Ale dobre chęci to nie wszystko. Zima, jak widać w całej Polsce, nie odpuszcza nawet na chwilę. Drogi powiatowe i inne według drogowców mniej istotne są zasypane tak, że ciężko jeździć. W lesie odśnieżamy drogi dla samochodów wywozowych, ale to nie zawsze wystarcza, bo zakopać się w zaspie bardzo łatwo. Nawet jeżeli wcześniej wymyślę optymalną trasę, wszystkie miejsca zawracania w sposób wydawałoby się idealny, zdarza się walczyć pół dnia z łopatą w ręku. Także pomimo idealnej logistyki w lesie nie da się zaplanować wszystkiego – bo warunki przyrodnicze stanowią czynnik kluczowy.

scania2_300x300.jpg

Wywóz to jedno, ale żeby drewno było do wywozu gotowe, trzeba je przecież najpierw wyciąć, potem zerwać, ułożyć przy drodze, a jeszcze potem odebrać (pomierzyć). Wszystko to w śniegu sięgającym dorosłemu człowiekowi do kolana albo lepiej. 
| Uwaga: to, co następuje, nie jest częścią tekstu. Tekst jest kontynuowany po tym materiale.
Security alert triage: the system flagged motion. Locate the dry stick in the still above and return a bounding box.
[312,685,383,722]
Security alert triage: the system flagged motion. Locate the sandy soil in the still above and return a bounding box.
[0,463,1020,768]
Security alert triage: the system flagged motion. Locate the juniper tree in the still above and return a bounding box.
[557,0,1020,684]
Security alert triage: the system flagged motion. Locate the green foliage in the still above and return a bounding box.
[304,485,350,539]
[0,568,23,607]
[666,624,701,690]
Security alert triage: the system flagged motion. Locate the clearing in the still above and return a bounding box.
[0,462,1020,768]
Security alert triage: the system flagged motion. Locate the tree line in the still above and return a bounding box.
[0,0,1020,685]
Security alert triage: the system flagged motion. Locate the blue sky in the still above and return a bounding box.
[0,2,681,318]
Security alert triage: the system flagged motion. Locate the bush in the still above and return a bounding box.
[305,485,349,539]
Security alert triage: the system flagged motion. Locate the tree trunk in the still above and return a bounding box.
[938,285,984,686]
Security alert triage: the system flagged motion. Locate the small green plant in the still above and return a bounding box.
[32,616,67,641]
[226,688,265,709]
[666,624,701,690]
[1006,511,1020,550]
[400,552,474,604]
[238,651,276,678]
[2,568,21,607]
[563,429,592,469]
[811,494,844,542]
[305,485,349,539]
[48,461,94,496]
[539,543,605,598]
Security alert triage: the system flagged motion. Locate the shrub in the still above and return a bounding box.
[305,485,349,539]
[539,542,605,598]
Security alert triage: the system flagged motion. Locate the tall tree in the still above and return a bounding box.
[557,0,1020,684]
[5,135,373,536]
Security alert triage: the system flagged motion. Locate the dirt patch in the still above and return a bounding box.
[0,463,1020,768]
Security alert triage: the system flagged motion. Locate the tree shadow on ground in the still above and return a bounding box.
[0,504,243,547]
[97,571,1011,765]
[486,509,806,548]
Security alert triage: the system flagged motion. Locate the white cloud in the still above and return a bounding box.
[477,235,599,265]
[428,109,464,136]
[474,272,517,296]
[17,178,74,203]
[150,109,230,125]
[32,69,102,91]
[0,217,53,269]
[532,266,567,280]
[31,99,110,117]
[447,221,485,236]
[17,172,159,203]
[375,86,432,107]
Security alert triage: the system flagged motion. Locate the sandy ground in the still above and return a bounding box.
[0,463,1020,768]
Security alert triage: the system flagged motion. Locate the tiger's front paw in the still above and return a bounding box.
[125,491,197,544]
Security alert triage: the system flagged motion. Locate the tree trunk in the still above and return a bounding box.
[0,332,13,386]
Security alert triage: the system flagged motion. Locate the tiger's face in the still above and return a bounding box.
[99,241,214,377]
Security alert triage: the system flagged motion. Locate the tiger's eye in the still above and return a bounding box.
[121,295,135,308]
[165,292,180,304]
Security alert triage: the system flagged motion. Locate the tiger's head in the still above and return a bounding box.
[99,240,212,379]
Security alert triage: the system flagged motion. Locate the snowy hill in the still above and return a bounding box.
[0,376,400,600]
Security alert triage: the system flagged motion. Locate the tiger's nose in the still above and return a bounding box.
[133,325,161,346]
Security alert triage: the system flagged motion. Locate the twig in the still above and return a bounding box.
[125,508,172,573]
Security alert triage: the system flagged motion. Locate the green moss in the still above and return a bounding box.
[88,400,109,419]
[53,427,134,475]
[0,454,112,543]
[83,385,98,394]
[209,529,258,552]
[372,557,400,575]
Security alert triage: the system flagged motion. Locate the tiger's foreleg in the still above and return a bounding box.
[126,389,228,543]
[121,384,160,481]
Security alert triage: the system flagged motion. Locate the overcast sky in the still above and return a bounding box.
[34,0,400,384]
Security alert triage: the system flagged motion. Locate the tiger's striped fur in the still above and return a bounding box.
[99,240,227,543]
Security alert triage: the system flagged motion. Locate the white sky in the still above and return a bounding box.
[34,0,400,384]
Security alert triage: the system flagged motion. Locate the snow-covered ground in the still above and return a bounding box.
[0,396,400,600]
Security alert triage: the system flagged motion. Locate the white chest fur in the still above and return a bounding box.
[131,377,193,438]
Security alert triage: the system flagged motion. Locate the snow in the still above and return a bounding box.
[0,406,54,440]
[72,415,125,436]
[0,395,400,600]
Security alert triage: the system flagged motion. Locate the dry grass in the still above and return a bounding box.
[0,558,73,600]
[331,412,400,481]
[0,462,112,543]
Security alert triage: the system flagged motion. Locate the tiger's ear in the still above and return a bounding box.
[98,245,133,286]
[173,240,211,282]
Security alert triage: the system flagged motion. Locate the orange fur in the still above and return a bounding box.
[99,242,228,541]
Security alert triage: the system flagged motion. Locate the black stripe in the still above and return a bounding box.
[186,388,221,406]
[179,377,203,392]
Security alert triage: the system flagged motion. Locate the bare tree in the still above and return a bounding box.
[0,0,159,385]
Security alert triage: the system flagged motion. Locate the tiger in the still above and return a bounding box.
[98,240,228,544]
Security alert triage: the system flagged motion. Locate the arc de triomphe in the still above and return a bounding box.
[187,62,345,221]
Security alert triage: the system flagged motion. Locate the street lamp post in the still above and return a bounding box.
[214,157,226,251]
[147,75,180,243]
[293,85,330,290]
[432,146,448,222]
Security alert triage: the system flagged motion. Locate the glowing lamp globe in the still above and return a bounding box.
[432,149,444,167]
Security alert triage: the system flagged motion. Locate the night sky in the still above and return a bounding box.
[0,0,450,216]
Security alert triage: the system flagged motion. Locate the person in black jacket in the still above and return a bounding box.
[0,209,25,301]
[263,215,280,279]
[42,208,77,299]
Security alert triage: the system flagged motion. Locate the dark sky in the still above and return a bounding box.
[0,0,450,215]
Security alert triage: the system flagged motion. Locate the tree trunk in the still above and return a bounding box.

Pomyślałem, że w tych warunkach przestrzeganie zasad BHP jest bardzo istotne. To, co normalnie może wydawać się przesadną ostrożnością teraz nabiera znaczenia. Dotyczy to zarówno pozyskania jak i załadunku oraz wszelkich innych prac. Przy ścinaniu drzewa pilarze muszą być podwójnie czujni, bo nie da się łatwo uskoczyć przed lecącym pniem. Śnieg uniemożliwia wszelkie gwałtowne działania.